Frequency Composition for Compressed and Domain-Adaptive Neural Networks
Yoojin Kwon, Hongjun Suh, Wooseok Lee, Taesik Gong, Songyi Han, Hyung-Sin Kim
TL;DR
The paper tackles the dual challenge of resource-constrained on-device inference and dynamic domain shifts by introducing CoDA, a frequency-aware framework that unifies compression and domain adaptation. It trains quantized models on low-frequency content using LFC QAT and refines them at test time with Frequency-Aware BN (FABN) that leverages full-frequency features to adapt to target domains. The approach yields substantial gains on CIFAR10-C and ImageNet-C across architectures and bitwidths, while achieving 4–16x model compression, and remains compatible with standard QAT and TTA methods. The results establish that separating learning/normalization by frequency components improves robustness to domain shifts and enables effective continual adaptation for on-device systems. Overall, CoDA demonstrates a practical pathway to deploy highly compressed, domain-resilient neural networks in real-world, dynamic environments.
Abstract
Modern on-device neural network applications must operate under resource constraints while adapting to unpredictable domain shifts.

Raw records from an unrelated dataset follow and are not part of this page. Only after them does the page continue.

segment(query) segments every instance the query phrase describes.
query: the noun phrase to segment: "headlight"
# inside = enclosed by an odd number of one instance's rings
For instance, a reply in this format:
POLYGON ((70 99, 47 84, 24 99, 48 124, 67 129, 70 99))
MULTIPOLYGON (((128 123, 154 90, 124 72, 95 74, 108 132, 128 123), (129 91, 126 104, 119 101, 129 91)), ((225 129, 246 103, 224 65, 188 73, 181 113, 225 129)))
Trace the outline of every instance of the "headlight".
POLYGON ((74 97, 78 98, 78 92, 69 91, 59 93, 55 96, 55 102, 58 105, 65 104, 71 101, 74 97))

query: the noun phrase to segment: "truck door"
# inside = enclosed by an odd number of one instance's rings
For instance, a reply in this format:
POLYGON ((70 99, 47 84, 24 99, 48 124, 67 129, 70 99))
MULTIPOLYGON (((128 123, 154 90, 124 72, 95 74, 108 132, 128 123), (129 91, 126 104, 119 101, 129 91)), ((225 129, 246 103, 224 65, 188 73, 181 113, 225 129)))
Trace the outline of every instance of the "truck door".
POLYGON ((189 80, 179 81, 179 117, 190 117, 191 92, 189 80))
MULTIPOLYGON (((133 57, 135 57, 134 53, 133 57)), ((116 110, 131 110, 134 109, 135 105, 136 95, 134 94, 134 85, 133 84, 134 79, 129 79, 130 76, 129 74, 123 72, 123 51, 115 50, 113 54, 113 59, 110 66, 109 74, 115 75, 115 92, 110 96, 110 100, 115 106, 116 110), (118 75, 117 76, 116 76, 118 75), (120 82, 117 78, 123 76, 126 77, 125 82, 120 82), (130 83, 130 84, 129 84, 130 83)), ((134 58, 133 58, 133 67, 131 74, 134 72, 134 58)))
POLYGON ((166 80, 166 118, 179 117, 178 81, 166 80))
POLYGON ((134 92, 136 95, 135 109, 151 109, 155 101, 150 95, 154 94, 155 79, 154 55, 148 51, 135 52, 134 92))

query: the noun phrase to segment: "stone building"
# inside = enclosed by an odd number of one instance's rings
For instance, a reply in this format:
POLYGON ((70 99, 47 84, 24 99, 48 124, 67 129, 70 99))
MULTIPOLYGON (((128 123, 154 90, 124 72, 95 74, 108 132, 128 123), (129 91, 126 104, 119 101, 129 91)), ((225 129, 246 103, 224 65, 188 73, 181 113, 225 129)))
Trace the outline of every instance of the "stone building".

However, this combined challenge-model compression and domain adaptation-remains largely unaddressed, as prior work has tackled each issue in isolation: compressed networks prioritize efficiency within a fixed domain, whereas large, capable models focus on handling domain shifts. In this work, we propose CoDA, a frequency composition-based framework that unifies compression and domain adaptation. During training, CoDA employs quantization-aware training (QAT) with low-frequency components, enabling a compressed model to selectively learn robust, generalizable features. At test time, it refines the compact model in a source-free manner (i.e., test-time adaptation, TTA), leveraging the full-frequency information from incoming data to adapt to target domains while treating high-frequency components as domain-specific cues. LFC are aligned with the trained distribution, while HFC unique to the target distribution are solely utilized for batch normalization. CoDA can be integrated synergistically into existing QAT and TTA methods. CoDA is evaluated on widely used domain-shift benchmarks, including CIFAR10-C and ImageNet-C, across various model architectures. With significant compression, it achieves accuracy improvements of 7.96%p on CIFAR10-C and 5.37%p on ImageNet-C over the full-precision TTA baseline.